Human rights: Myanmar and Nepal accept LWF recommendations

A Dalit woman in Nepal. Implementing the Discrimination and Untouchability Act of 2011, which abolishes caste discrimination, is a major human rights challenge in Nepal. Photo: LWF/Lucia de Vries
A Dalit woman in Nepal. Implementing the Discrimination and Untouchability Act of 2011, which abolishes caste discrimination, is a major human rights challenge in Nepal. Photo: LWF/Lucia de Vries

Giving communities a voice on the international stage

(LWI) – The governments of Myanmar and Nepal have accepted recommendations of The Lutheran World Federation (LWF) at their Universal Periodic Review (UPR), which took place at the beginning of November.

LWF had submitted a parallel report on the human rights situation in both countries, which was taken up by the United Nations Office of the High Commissioner for Human Rights (OHCHR), several UN member states, and consequently, the two countries themselves.

“The human rights issues the LWF advocated for were considered in the plenary and most of them were accepted by the governments of both countries,” LWF Advocacy Officer Dr Ojot Miru Ojulu said. “We succeeded in giving local communities a voice on the global stage.”

LWF cited 19 times

The UPR process is a unique mechanism of the UN Human Rights Council aimed at improving the human rights situation on the ground of each of the 193 UN member states. The mechanism is used to review the human rights situation of all UN member states every four-and a-half years.

In the process, non-governmental organizations are encouraged to submit their findings in firsthand reports, so-called parallel reports, which member can consider when presenting recommendations of the country under review.

LWF submitted parallel reports for both Myanmar and Nepal on the basis of its long presence in and engagement with local communities and civil society in both countries.. LWF country programs assembled the reports after consulting communities and civil society actors in the respective countries, speaking with community members, community-based organizations and local authorities.

Even before the review, LWF’s alternative UPR reports were selected by the OHCHR and posted on its website giving the reports wider publicity and accessibility by all stakeholders. The findings of the LWF also found their way into the official OHCHR report.

“In the brief 10-page official OHCHR summary of NGOs reports, LWF reports were cited 19 times,” Ojulu said. “The High Commissioner’s report picked up issues such as the right to housing, right to health, right to education and right to development, in the case of Nepal. For Myanmar, our findings on the right to water, children’s rights and women’s rights were quoted. This is strong affirmation of the credibility and quality of LWF reports.”

Myanmar’s commitment

During the review process, some of the government missions accredited to the UN that LWF national staff from Nepal and Myanmar had visited considered LWF’s recommendations in their statements.

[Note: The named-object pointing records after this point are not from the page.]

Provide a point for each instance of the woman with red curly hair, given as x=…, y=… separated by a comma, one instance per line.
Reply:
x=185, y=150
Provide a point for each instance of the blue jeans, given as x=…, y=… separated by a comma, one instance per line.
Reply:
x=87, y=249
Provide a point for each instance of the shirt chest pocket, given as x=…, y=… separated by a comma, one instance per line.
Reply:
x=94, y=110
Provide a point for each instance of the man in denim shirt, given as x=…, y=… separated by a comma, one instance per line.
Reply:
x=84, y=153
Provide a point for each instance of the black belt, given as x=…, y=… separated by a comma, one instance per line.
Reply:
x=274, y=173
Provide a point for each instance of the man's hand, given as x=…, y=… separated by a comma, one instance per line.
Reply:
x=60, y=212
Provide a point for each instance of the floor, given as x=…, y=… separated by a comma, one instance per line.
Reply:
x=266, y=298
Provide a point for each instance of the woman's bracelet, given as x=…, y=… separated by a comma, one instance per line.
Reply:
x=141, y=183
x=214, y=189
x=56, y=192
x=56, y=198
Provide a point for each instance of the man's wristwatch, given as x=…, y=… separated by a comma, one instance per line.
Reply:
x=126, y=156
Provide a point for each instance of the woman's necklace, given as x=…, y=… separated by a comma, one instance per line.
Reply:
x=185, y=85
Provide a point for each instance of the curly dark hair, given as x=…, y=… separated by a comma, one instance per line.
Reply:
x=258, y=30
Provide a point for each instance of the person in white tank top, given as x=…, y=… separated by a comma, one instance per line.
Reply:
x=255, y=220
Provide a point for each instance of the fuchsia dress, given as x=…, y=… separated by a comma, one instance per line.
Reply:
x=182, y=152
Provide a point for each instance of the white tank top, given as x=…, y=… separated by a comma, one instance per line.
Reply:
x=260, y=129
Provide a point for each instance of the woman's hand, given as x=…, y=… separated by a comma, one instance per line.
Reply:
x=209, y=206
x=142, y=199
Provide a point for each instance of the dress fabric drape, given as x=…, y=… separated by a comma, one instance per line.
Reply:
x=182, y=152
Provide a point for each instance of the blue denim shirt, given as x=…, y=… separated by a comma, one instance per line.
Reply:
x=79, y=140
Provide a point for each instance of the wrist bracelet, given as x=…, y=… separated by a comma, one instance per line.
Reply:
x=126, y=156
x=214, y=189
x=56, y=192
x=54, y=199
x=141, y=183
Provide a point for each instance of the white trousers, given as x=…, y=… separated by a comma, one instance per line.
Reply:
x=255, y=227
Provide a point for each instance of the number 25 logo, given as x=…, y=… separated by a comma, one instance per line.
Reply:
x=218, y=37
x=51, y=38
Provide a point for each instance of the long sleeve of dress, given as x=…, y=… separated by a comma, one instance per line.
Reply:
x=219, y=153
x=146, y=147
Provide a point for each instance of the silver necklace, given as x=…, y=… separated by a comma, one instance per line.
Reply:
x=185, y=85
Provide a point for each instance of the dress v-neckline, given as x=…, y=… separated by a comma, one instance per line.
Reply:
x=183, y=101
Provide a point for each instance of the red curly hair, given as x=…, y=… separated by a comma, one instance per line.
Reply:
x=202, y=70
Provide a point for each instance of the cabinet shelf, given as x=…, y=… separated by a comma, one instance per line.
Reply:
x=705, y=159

“The Myanmar and Nepal governments accepted most of these recommendations, including the recommendation on a land registration system, protection from all forms of violence against women, and effective registration of all children in the country for Myanmar,” Ojulu explained.

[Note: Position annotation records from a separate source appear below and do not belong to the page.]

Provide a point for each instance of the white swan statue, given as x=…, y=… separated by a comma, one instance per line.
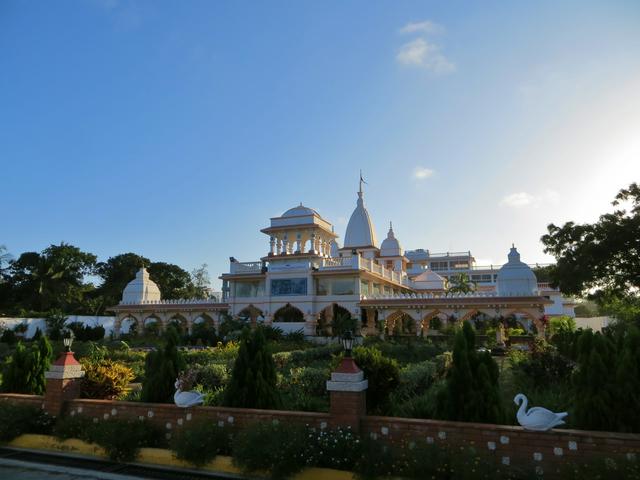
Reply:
x=187, y=399
x=537, y=418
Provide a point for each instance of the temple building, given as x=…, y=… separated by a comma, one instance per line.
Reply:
x=305, y=279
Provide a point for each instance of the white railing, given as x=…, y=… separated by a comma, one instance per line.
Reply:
x=357, y=262
x=179, y=301
x=246, y=267
x=336, y=262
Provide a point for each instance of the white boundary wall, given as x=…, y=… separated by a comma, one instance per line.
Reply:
x=35, y=323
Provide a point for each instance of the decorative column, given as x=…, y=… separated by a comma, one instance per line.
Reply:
x=272, y=246
x=347, y=395
x=299, y=243
x=312, y=243
x=63, y=383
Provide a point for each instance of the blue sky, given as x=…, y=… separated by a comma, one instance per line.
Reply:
x=176, y=130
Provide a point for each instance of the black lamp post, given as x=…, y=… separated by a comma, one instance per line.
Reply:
x=347, y=343
x=68, y=340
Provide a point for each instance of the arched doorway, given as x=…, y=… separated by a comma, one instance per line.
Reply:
x=152, y=325
x=128, y=326
x=288, y=314
x=334, y=320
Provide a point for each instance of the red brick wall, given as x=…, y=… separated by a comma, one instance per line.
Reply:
x=171, y=418
x=546, y=450
x=35, y=400
x=508, y=444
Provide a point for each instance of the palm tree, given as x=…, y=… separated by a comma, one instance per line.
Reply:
x=5, y=258
x=461, y=283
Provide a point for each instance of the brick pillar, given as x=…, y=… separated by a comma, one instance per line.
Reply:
x=347, y=392
x=63, y=383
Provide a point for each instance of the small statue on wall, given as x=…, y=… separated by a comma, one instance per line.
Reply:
x=537, y=418
x=183, y=397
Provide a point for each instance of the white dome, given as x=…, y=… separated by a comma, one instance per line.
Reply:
x=429, y=280
x=516, y=278
x=141, y=289
x=390, y=246
x=360, y=231
x=335, y=249
x=298, y=211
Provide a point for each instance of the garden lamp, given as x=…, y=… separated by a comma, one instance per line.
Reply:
x=347, y=342
x=68, y=340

“For Nepal they accepted our recommendation on effective implementation of the caste-based Discrimination and Untouchability Act of 2011, access to education for children with disabilities, and effective implementation of the People’s Housing Program” among others.

After the review, LWF also held discussions with a representative of the government of Myanmar on the way forward. He reassured LWF staff of his government’s commitment to improve the human rights situation in the country. “He reiterated his government’s openness to work together with civil society organizations such as the LWF in translating UPR recommendations into concrete actions on the ground to improve people’s lives,” Ojulu said.

Healthy relations

According to LWF staff, the Myanmar representative underscored the urgency of addressing women’s rights, the need to reintegrate former child soldiers into society, the rights of people with disabilities, the right to education and people’s rights to health as some of the top issues for his government.

“The way in which the LWF together with its partners have worked on the UPR of Myanmar and Nepal demonstrates how international instruments - when strategically coordinated from local to global - can deliver tangible results on the ground, and contribute to an improvement of human rights and good relations between state and civil society,” Ojulu said.